What is FIRPTA? Say a foreign seller wants to sell their real property; well, everyone is expected to pay their fair shares of taxes, and foreigners are no exception. So the IRS established FIRPTA (Foreign Investment in Real Property Tax Act) generally requiring 15% percent of the amount realized (i.e. of the Gross Sales Price) to be withheld until the IRS figures out the foreigner’s tax liability, if any.

Who does FIRPTA apply to? FIRPTA applies to: Non-U.S. citizens; Foreign corporation, partnership, trusts, or estates; and Resident alien individuals who do not pass either the Green Card Test (lawful permanent US residents whose status is not revoked); or the “Substantial Presence Test” (physically present in the US at least 31 days during the current year, and 183 days during the 3-year period including the current year). See, IRS TOPIC 851. Single-Member LLCs are considered “Disregarded Entities” for tax purposes so if the sole member is a foreigner, then FIRPTA applies as if the foreign sole member was the seller.

Common Exceptions to FIRPTA? (1) Property is $300,000 or less and will be used as buyer’s (or their family member’s) personal residence for at least 50% of the days the property is used during each of the first two 12-month periods following the sale; (2) Seller states in an affidavit under penalty of perjury that seller is not a foreign person, and provides their U.S. taxpayer identification number, usually a social security number; (3) Seller signs a “Declaration and Notice to Complete an Exchange” (1031 Declaration and Notice), completes a simultaneous exchange (i.e.
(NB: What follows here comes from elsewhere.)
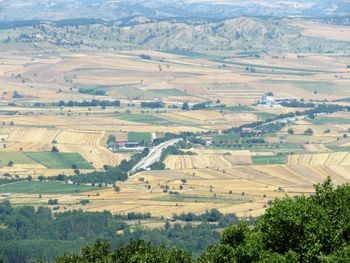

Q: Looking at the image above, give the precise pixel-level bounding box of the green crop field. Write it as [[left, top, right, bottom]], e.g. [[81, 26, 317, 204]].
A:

Sells/Buys a non-principal residence the same day) and receives no cash or mortgage boot (e.g. swaps debt to the replacement property or is relieved of the debt on the relinquished property); (4) IRS issues a “Withholding Certificate” after receipt of a completed Form 8288-B which should be applied for in advance to reduce waiting time. A pending application suspends the obligation to pay the withheld amount until the 20th day following the IRS determination; (5) The transfer is of an interest in a non-publicly traded domestic corporation which provides an affidavit stating that it has not been a “U.S. real property holding corporation” (i.e. a corporation whose U.S. real property interests equals ½ of all its real property interest worldwide plus all other assets during the past 5 years); and (6) The interest transferred are stock traded on an established securities market.

Be Pro-active. Individuals who do not qualify for Social Security Numbers (SSN) may obtain Individual Taxpayer Identification Numbers (ITINs). Sellers of U.S. real property interests will need a Taxpayer Identification Numbers (TIN) when they either request a Withholding Certificate, or to pay any required withholding taxes to the IRS. The IRS takes around 90 days from receipt of applications to respond. Therefore, foreign sellers should file Form 8288-B to obtain a Withholding Certificate from the IRS as soon as they enter the contract in order to reduce the IRS’ holding time of the seller’s proceeds.

How “Buyers” Report. Even though it is the seller’s taxes, the buyer must pay the withheld taxes and mail IRS forms 8288 and 8288-A, and any 8288-B with the IRS by the 20th day after the transfer.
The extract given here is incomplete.